Cette tonalité spirituelle du recueil s’affirme dès l’épigraphe extraite de
l’Évangile selon Marc : « Aussitôt ses oreilles s’ouvrirent, / sa langue se délia / et il
parlait correctement ». C’est à cette parole que nous convie le poète né à Winnipeg en
1945, fort de quarante années de métier récompensées par une multitude de prix. En
« Ouverture » (11), le lecteur est d’emblée propulsé au cœur du big bang — « Dans la
forme du chaos / la lumière eut lieu » — et le poète, en état de grâce, se retrouve en
quelque sorte voyeur, à la place de la divinité : « concentré en ce point / je fus l’œil
qui voit / mais ne peut se voir / et se voyait ». Prêt à voyager « dans l’arc immuable
des siècles », en position privilégiée derrière « le chas sublime », il se prépare pour un
pèlerinage invitant le lecteur à visiter en sa compagnie, par-delà le temps et les
siècles, une sélection de grands mystiques, immense épopée au terme de laquelle,
après somme toute peu de mots, les voyageurs seront transfigurés à l’image de cette
scansion prophétique : « ce qui peut s’écrouler en cendres / rendit grâce ».

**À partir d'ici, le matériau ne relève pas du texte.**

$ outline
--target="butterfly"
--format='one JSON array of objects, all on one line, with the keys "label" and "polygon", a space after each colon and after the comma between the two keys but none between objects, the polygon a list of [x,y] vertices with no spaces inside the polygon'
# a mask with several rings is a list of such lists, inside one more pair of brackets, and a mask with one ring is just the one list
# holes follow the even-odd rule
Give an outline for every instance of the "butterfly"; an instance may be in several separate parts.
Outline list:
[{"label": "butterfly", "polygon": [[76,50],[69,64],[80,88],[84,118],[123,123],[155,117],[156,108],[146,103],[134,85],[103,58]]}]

Première escale dans ce parcours mystique quelque peu éclectique — « Suite
dite de saint Jean de la Croix… » (12-16) —, éclairé par le compagnon spirituel de
Thérèse d’Avila, le poète plongé dans « l’épiphanie d’une grande illumination » (12)
rappelle le limites du monde matériel et de « toute science » aux prises avec les
questionnements existentiels : « la voie / n’a pas de traces devant / et se ferme
derrière ». Le deuxième texte de cette « Suite » insiste sur l’importance de l’absence
de lumière — le néologisme du titre est révélateur : « Révélation de la ténèbre [sic] »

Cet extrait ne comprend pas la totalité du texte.